La réponse est non ! Et heureusement !
Teriberka est un minuscule village paumé sur la côte russe bordant la mer de Barents. La route est vraiment impressionnante et totalement givrée, le paysage est d’un blanc immaculé et semble s’étendre à l’infini. Sur le chemin, on ne croise quasi rien si ce n’est qu’un petit village de pécheur vivant autour d’un lac, ainsi que quelques sapins que la nature à bien voulu laisser pousser lorsque le vent ne souffle pas top fort. Il est 11 heures le soleil commence à sortir le bout de son nez, laissant derrière lui une légère trainée orangée qui permet à peine de nous éclairer.
Le village de Teriberka est dévasté par les vents et le froid, les immeubles sont délabrés, la nature reprend ses droits, on se demande vraiment comment les gens peuvent y vivre. Ici, la population locale vit essentiellement de la pêche, et il est apparemment facilement possible de pêcher des poissons de 15kg ainsi que des crabes de 7kg!
Nous poursuivons la route pour nous rapprocher au maximum de la côte pour aller nous promener jusqu’au moment où le 4x4 s’enfonce dans quarante de centimètre de neige… Ce que je sentais, malheuseument, venir à plein nez. Nous avions repérer, quelques instant auparavant, la sœur jumelle de notre voiture, qui nous a rapidement sorti de la galère.

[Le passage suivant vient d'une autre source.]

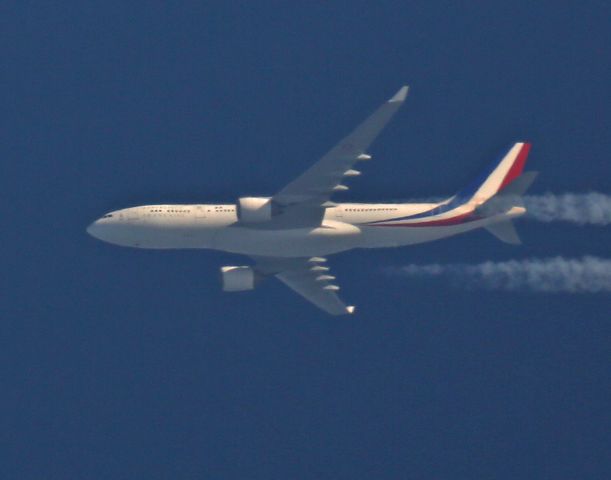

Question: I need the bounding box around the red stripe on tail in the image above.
[499,143,530,190]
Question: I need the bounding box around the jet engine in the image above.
[221,266,258,292]
[237,197,272,223]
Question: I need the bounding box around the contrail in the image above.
[397,192,611,226]
[385,256,611,293]
[523,192,611,226]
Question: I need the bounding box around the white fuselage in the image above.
[87,203,524,257]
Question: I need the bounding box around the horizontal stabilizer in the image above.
[484,220,522,245]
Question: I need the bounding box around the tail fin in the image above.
[458,143,538,245]
[455,142,530,205]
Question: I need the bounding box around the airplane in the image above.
[87,86,536,315]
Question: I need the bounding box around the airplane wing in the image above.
[272,86,408,225]
[253,257,354,315]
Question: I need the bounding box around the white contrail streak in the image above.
[386,256,611,293]
[524,192,611,226]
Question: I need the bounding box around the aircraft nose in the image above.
[87,220,100,238]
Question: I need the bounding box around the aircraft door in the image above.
[195,205,206,218]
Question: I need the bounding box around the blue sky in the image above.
[0,1,611,479]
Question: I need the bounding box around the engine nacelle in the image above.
[237,197,272,223]
[221,266,257,292]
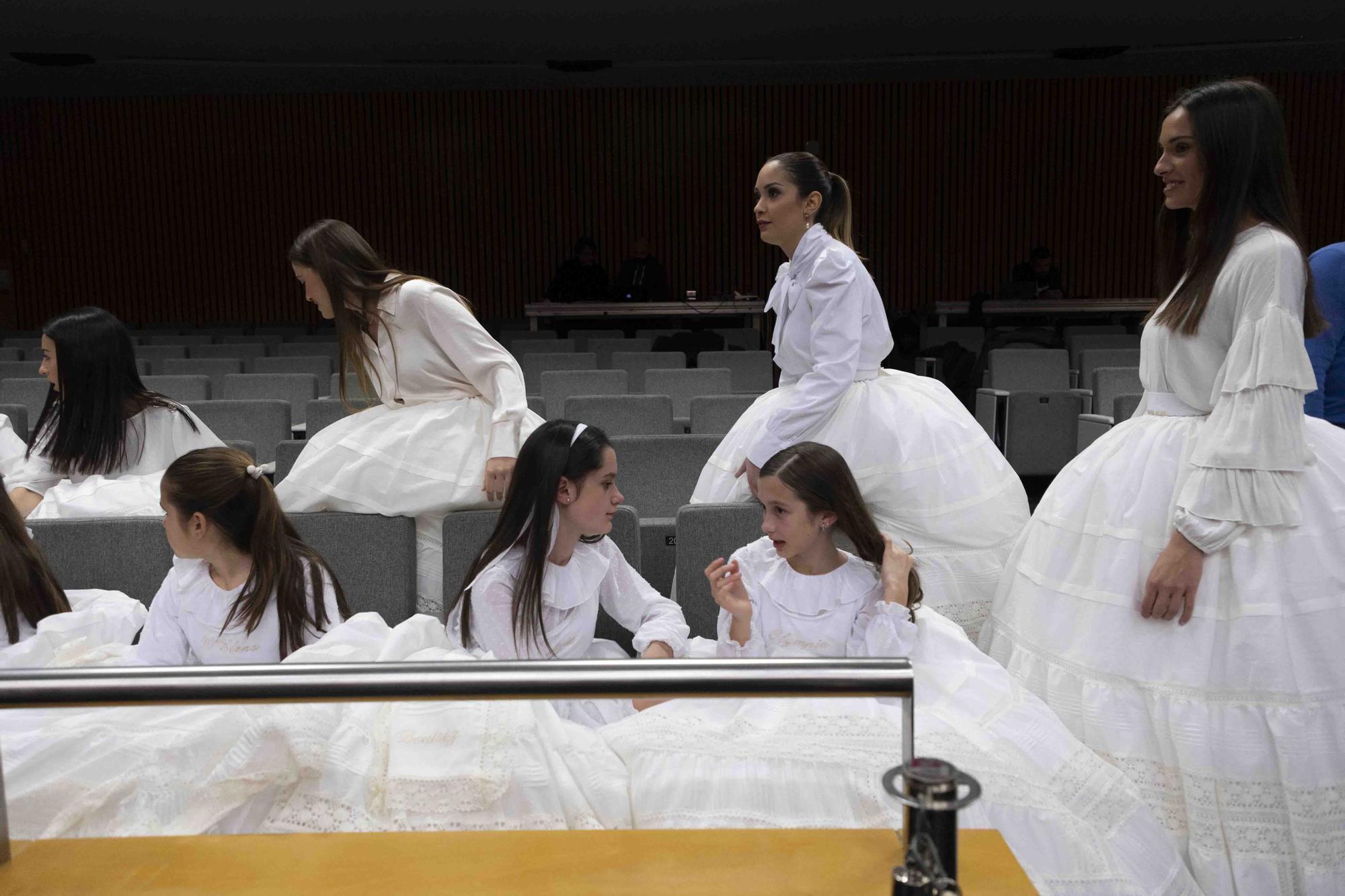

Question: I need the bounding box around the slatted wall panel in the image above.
[0,73,1345,327]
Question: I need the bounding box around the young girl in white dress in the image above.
[9,308,223,520]
[691,152,1028,637]
[981,81,1345,896]
[134,448,350,666]
[276,220,542,615]
[448,419,690,725]
[601,442,1196,895]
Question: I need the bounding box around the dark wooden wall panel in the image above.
[0,73,1345,327]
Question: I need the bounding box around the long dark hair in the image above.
[289,218,471,406]
[767,152,854,249]
[760,441,924,619]
[449,419,612,654]
[27,307,196,477]
[0,477,70,645]
[163,448,350,658]
[1153,78,1325,337]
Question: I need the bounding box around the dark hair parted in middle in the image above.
[760,441,924,619]
[457,419,612,654]
[27,307,196,477]
[163,448,350,658]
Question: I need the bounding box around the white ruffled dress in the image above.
[691,225,1028,637]
[601,540,1198,896]
[276,280,542,616]
[981,225,1345,896]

Nous partons, avec Maxim, à la découverte de l’endroit le plus au Nord du globe, tandis que Vitaly reste au chaud dans la voiture. La ballade dure deux bonnes heures, et chanceux comme nous sommes il fait beaucoup moins froid que prévu puisque il fait – 5° et surtout le blizzard ne souffle pas. On marche jusqu’à une cascade, où ruissèle un léger cours d’eau. On se pose au haut d’une montagne pour se réchauffer autour d’un bon thé et d’un casse-croute. Le panorama est impressionnant et la mer est d’un noir effrayant, ce qui me donne envie de plonger dedans. On se dirige vers la plage qui est constituée d’énormes rochers avec des algues très glissantes. Finalement, je me ravise concernant la baignade, je glisse seulement ma main dans l’eau et je l’a trouve étonnamment chaude et salée. A cet endroit, la mer ne gèle pas puisque c’est ici que se termine le Gulf Stream, un courant d’eau chaude qui prend sa source en Californie. Avec Max, on se tape une hallucination lorsque pense apercevoir au loin, quelqu’un assit sur un rocher à côté de sa tente de couchage, en se rapprochant on s’aperçoit que ce n’était que deux gros blocs de granit de couleurs différents.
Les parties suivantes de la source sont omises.